Thursday, February 7, 2013

Will The The New Fiscal Pact In Europe Work?

Elected government officials have a short term focus.  They like to win the next election.  Their electoral chances are enhanced when they can provide popular government programs without paying for them with taxes.  It is even better when they can also cut taxes.  Unfortunately, the policies that improve one's electoral opportunity can lead to budget deficits and fiscal problems.  That is why the eurozone operated under a central rule that limited eurozone total budget deficits to 3% of eurozone GDP.  That policy has not worked so a new fiscal rule has been established which each country must follow.  Structural budget deficits cannot exceed 1% of GDP.  That gives countries leeway to run cyclical budget deficits when revenues decline due to weaknesses in the economy.  This article explores the potential for the new policy to improve fiscal outcomes.

The major problem with the new policy is that government budget forecasts tend to be biased.  A government can forecast increases in GDP and tax revenues that are too optimistic.  Therefore, when the budget deficit fails to meet the structural budget deficit limit, they can argue that the budget deficit was caused by cyclical factors that were unexpected.

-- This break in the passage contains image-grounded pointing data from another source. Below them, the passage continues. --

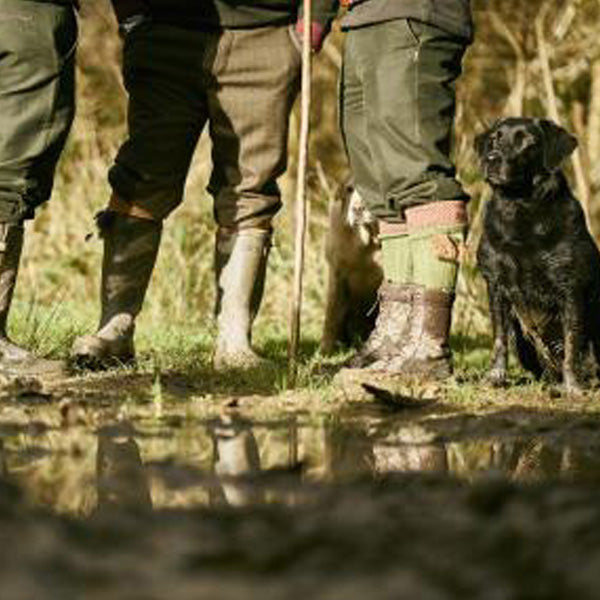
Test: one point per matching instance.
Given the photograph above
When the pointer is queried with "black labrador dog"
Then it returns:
(540, 263)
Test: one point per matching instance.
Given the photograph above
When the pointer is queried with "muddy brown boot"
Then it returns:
(240, 269)
(394, 298)
(130, 250)
(14, 360)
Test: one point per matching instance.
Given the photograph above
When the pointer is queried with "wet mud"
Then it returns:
(139, 486)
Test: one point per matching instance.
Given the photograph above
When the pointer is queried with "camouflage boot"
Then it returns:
(394, 299)
(14, 360)
(240, 270)
(130, 250)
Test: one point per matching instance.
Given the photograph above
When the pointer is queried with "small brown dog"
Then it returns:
(355, 272)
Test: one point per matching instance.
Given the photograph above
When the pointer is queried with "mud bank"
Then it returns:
(143, 487)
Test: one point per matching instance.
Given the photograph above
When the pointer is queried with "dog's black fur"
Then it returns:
(536, 254)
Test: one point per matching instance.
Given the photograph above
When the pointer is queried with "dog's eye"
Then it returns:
(520, 139)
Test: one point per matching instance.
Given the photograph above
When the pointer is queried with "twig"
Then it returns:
(301, 204)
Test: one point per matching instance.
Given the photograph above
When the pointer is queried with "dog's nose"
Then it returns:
(493, 158)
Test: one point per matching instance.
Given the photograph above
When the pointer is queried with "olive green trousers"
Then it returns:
(397, 114)
(37, 100)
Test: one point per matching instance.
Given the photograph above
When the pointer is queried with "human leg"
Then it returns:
(249, 153)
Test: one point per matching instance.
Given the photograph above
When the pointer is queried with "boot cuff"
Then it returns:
(437, 214)
(397, 292)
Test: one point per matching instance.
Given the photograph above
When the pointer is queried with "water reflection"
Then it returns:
(236, 462)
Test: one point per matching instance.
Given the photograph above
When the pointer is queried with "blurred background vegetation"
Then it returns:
(537, 58)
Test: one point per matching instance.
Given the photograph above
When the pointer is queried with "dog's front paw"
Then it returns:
(496, 377)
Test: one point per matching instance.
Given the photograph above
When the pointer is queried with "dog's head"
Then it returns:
(516, 150)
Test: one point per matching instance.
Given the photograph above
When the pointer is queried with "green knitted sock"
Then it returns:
(435, 253)
(395, 253)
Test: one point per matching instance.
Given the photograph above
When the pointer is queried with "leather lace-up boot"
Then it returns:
(130, 250)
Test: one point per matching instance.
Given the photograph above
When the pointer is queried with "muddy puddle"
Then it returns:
(171, 500)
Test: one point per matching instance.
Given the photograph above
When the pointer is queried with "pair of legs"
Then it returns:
(397, 116)
(37, 103)
(243, 84)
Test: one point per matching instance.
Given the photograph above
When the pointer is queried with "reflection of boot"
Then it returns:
(15, 360)
(240, 269)
(389, 334)
(130, 250)
(121, 480)
(236, 459)
(425, 351)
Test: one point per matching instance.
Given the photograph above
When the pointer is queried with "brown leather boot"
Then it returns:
(240, 269)
(14, 360)
(130, 251)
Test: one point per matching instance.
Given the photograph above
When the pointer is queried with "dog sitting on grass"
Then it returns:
(355, 273)
(540, 263)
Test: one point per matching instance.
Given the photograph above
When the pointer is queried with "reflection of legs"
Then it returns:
(166, 116)
(249, 153)
(236, 459)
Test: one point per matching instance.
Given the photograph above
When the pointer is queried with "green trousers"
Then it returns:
(37, 100)
(397, 114)
(241, 83)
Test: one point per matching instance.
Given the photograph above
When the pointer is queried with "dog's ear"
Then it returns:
(558, 143)
(480, 143)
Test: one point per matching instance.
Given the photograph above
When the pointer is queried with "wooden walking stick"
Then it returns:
(301, 204)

Research has shown that forecasts provided by non-government organizations are less prone to forecast bias.  If governments were bound to follow the forecasts of independent forecasters that would limit the problem of government forecast bias.  Governments, however, have other tricks that they use to disguise fiscal problems.  One trick is turn over the operation of a government enterprise to a private contractor.  That has the effect of reducing government spending on a one time basis.  It has no recurring impact when they pay a profit making enterprise to provide the same service.  Another trick is to provide temporary tax cuts to stimulate the economy.  The problem with that tactic is that temporary tax cuts tend to become permanent.  We are witnessing that problem in the US after the expiration of the Bush tax cuts.  Long range forecasts of budget deficits were lower than they would have been if the tax cuts were deemed to be permanent when they were enacted.